Conservation and Trapping News

Annual NSTA convention begins in La Ronge
Apr 22, 2023 06:46 ET

[Reprinted from original]

La Ronge will play host this week to the annual convention of the Northern Saskatchewan Trappers Association (NSTA). According to a release from the Prince Albert Grand Council and the Federation of Sovereign Indigenous Nations, trappers from the Northern Fur Conservation Area will be in town to “show their support for protecting traditional trapping practices in northern Saskatchewan”.

“Our traditional way of life relies on trapping and it serves as a vital economic driver for our communities,” said PAGC Grand Chief Brian Hardlotte. “We appreciate the Métis Nation’s leadership on taking on this new role as the lead of NSTA. As we face challenges from the mining industry, they are well-positioned to continue this important work, and we will continue our advocacy work alongside them to protect our traditional trapping practices and ensure its continued viability.”

The association used to be managed by the Prince Albert Grand Council, but is now managed by the Métis Nation of Saskatchewan.
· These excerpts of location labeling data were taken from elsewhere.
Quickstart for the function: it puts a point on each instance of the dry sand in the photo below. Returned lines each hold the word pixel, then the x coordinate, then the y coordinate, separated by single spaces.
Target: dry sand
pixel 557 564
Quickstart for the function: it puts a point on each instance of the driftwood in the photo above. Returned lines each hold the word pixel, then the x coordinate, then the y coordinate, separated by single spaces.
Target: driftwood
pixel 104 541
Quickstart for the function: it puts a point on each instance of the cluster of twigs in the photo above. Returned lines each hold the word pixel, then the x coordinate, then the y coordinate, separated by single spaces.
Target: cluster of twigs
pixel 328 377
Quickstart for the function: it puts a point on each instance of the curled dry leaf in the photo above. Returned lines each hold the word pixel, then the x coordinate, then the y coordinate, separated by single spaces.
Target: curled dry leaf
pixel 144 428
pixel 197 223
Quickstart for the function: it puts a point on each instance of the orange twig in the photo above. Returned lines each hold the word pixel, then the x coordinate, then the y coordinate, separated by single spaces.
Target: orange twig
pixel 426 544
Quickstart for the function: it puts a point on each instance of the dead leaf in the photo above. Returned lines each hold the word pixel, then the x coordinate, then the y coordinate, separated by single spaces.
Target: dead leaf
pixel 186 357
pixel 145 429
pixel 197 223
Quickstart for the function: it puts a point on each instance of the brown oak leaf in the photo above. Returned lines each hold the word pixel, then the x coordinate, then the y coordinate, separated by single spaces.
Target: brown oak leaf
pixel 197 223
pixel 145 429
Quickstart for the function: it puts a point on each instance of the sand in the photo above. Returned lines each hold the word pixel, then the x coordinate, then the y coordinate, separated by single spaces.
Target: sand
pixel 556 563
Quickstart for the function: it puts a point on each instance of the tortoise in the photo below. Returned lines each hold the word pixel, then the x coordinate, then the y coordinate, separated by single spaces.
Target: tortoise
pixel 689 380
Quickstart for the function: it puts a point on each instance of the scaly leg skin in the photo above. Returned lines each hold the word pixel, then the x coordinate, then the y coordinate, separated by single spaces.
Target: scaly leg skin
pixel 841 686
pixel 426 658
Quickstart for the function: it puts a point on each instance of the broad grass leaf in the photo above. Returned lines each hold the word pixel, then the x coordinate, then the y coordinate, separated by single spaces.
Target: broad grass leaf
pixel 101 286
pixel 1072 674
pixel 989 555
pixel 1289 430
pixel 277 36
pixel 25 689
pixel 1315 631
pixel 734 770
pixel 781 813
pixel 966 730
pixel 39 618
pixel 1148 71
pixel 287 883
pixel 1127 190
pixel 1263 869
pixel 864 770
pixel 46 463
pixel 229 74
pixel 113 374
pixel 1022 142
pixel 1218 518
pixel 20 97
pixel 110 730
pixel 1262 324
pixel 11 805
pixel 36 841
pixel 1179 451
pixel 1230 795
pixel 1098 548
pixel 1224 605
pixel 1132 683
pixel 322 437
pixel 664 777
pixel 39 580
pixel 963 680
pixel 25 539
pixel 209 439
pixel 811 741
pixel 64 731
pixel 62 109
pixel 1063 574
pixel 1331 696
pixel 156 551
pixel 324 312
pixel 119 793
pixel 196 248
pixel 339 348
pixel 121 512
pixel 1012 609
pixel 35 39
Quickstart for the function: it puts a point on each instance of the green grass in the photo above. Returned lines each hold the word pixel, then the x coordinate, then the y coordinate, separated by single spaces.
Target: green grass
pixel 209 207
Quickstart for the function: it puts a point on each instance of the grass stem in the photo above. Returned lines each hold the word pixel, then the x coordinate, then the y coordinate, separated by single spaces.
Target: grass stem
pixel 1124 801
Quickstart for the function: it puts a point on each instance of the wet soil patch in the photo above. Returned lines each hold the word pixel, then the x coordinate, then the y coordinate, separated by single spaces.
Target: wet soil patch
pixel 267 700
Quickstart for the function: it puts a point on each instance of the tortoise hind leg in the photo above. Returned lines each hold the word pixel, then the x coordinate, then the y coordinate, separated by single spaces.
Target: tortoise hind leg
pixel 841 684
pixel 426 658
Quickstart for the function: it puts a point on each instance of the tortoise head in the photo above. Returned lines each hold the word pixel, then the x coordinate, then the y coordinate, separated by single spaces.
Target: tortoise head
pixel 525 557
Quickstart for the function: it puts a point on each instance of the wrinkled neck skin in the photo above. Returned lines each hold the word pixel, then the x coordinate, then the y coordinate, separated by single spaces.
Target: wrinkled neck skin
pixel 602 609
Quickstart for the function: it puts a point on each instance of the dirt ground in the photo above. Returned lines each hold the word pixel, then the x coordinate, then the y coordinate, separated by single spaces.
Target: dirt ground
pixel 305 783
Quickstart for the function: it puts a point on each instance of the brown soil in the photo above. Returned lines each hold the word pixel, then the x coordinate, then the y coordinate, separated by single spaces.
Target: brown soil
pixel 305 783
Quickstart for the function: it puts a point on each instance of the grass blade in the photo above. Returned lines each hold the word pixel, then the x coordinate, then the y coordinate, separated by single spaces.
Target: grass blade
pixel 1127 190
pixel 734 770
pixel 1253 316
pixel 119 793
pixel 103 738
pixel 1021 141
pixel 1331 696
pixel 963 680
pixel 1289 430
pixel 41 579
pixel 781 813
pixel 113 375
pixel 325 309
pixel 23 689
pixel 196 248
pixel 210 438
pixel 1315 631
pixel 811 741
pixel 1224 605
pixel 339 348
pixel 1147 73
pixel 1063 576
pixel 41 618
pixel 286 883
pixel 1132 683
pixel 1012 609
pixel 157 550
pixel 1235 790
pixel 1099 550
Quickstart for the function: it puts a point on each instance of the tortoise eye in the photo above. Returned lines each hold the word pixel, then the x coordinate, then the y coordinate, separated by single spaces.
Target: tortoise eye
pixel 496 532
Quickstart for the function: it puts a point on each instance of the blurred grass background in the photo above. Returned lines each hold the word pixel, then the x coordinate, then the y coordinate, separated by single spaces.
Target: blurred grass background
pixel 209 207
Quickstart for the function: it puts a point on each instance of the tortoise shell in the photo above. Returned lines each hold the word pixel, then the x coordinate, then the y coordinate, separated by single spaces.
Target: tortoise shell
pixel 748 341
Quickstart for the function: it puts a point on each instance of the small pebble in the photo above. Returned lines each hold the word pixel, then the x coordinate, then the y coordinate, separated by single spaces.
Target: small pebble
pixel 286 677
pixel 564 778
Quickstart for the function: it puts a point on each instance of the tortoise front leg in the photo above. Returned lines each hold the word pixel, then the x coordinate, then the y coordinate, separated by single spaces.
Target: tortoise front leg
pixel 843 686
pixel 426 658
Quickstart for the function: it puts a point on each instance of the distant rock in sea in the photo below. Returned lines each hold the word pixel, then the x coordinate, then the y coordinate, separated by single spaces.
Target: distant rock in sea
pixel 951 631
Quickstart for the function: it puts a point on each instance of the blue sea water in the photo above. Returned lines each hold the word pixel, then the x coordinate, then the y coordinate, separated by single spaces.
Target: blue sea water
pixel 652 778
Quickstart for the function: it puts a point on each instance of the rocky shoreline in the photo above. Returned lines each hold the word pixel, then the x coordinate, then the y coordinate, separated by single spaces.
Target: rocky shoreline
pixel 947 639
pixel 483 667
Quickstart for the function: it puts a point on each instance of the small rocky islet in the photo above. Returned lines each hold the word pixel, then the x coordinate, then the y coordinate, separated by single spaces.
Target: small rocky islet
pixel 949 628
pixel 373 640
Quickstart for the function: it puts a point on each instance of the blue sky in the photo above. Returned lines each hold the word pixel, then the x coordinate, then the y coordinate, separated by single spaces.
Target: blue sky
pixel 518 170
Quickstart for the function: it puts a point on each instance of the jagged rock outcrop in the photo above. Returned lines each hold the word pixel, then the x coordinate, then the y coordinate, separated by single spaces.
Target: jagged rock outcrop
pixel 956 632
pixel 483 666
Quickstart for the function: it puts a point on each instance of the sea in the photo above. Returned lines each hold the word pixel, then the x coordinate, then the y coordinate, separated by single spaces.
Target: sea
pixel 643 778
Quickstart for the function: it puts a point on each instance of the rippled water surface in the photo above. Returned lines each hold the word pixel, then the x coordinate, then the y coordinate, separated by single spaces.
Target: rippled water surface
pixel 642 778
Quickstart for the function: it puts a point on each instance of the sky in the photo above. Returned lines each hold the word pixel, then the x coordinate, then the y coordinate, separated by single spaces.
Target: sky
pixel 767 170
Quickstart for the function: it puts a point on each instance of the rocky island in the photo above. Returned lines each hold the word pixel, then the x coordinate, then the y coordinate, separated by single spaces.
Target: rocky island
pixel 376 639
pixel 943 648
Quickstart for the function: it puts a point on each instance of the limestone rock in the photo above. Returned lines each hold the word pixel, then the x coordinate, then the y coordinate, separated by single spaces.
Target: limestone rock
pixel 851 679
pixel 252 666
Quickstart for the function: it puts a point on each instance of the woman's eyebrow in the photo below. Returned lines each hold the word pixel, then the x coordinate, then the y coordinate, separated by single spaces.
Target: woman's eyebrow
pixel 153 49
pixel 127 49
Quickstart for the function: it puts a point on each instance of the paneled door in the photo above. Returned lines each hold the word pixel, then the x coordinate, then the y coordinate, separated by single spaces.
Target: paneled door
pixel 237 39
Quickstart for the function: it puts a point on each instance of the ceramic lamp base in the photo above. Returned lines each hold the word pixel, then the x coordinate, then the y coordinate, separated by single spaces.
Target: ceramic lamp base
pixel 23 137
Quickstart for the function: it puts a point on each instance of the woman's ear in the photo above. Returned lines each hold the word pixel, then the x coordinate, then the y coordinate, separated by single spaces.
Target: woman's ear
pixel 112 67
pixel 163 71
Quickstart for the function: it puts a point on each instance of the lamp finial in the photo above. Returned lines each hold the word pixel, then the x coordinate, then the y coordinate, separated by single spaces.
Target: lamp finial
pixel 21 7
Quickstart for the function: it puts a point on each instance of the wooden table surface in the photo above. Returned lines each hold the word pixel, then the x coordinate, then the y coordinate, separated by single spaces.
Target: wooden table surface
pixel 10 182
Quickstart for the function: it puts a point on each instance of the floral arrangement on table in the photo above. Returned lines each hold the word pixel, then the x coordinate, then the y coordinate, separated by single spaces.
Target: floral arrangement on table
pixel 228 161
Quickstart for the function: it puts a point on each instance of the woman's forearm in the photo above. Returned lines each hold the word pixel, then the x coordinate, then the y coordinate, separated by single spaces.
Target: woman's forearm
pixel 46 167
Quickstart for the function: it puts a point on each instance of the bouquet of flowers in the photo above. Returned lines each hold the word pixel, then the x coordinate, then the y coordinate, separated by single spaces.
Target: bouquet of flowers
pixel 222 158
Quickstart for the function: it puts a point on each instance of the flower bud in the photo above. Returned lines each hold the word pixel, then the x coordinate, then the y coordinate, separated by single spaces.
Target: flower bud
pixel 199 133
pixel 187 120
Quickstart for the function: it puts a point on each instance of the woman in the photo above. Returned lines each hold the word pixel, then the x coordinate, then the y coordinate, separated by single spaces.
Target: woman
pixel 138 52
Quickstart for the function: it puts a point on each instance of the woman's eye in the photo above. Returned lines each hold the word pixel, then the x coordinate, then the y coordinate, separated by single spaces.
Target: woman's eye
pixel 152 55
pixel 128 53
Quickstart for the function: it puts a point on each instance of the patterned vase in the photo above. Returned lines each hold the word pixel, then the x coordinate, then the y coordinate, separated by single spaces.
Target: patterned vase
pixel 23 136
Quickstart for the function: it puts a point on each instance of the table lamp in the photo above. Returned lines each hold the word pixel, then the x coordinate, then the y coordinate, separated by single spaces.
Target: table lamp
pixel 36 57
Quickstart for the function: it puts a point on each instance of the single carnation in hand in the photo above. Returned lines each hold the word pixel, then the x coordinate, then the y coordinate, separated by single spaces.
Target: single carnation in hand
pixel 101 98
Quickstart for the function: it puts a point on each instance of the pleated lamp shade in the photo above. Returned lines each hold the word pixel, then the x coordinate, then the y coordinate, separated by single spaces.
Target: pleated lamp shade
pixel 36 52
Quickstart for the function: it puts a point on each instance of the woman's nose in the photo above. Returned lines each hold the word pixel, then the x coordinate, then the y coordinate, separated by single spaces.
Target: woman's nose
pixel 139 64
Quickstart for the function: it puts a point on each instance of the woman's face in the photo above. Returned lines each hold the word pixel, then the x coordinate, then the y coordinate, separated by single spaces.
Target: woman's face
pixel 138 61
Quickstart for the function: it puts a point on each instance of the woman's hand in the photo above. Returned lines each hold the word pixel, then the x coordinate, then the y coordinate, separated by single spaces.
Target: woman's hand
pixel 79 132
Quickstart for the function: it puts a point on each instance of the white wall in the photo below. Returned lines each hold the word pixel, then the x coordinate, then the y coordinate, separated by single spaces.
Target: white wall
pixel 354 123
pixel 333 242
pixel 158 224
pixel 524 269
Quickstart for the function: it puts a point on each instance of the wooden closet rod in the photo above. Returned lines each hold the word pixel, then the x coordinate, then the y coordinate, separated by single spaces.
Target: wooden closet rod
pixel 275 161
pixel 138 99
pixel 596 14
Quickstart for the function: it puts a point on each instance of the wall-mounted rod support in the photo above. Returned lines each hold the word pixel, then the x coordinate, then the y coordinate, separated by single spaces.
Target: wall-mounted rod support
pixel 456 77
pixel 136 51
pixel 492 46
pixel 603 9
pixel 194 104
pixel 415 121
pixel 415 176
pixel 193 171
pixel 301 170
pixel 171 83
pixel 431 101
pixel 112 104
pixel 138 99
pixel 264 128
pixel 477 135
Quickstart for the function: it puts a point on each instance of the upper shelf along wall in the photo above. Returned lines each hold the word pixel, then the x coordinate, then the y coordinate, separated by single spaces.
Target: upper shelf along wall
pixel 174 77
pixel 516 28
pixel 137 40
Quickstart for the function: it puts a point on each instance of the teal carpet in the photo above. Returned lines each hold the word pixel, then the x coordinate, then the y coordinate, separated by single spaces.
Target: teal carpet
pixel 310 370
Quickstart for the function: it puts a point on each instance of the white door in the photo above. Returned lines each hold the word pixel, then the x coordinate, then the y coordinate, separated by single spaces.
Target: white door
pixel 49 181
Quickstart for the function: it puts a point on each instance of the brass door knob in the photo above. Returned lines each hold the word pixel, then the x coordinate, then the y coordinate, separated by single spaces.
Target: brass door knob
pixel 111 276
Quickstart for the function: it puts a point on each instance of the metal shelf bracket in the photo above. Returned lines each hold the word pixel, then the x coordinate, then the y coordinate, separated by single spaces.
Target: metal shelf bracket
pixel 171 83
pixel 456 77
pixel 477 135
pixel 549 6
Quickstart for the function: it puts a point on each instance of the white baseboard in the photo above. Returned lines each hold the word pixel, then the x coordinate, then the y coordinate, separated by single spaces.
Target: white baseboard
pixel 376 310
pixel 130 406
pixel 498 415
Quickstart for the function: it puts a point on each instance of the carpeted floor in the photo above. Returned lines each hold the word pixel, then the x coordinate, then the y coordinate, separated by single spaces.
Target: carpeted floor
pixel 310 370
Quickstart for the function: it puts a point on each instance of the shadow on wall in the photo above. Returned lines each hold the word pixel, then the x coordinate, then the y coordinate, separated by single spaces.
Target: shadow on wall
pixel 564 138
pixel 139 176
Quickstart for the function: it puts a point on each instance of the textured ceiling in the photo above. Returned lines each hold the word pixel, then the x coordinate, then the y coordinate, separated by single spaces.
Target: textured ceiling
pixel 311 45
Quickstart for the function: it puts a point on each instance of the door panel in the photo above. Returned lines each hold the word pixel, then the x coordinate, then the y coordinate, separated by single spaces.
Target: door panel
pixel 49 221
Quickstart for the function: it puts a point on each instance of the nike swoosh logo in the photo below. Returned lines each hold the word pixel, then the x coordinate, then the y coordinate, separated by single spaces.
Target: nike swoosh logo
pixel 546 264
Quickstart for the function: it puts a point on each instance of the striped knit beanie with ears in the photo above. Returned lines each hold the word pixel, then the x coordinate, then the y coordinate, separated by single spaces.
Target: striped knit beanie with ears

They advocate for the rights of trappers in the region.

“We are hearing concern from trappers as changes to provincial trespassing legislation are limiting their access to the land and traditional territory,” said FSIN Vice Chief Heather Bear. “FSIN is concerned about the sale of Crown lands, and turning land from public access to private land is hindering First Nations across the province as they attempt to exercise their Inherent and Treaty rights to hunt, fish, trap, and gather medicines and traditional sustenance.”

PAGC’s member nations, including Lac La Ronge Indian Band, Cumberland House Cree Nation, Shoal Lake Cree Nation, and Red Earth Cree Nation, provide support for the NSTA, alongside the Meadow Lake Tribal Council, and the Métis Nation of Saskatchewan.

“We also acknowledge that there is a lack of provincial government consultation with First Nations when issuing exploration and mining permits to companies looking to take valuable resources from First Nations’ land,” Bear said. “Our access to the land, and the natural resources beneath the topsoil are enshrined in Treaties signed by our ancestors. We will continue to carry this message forward to governments.”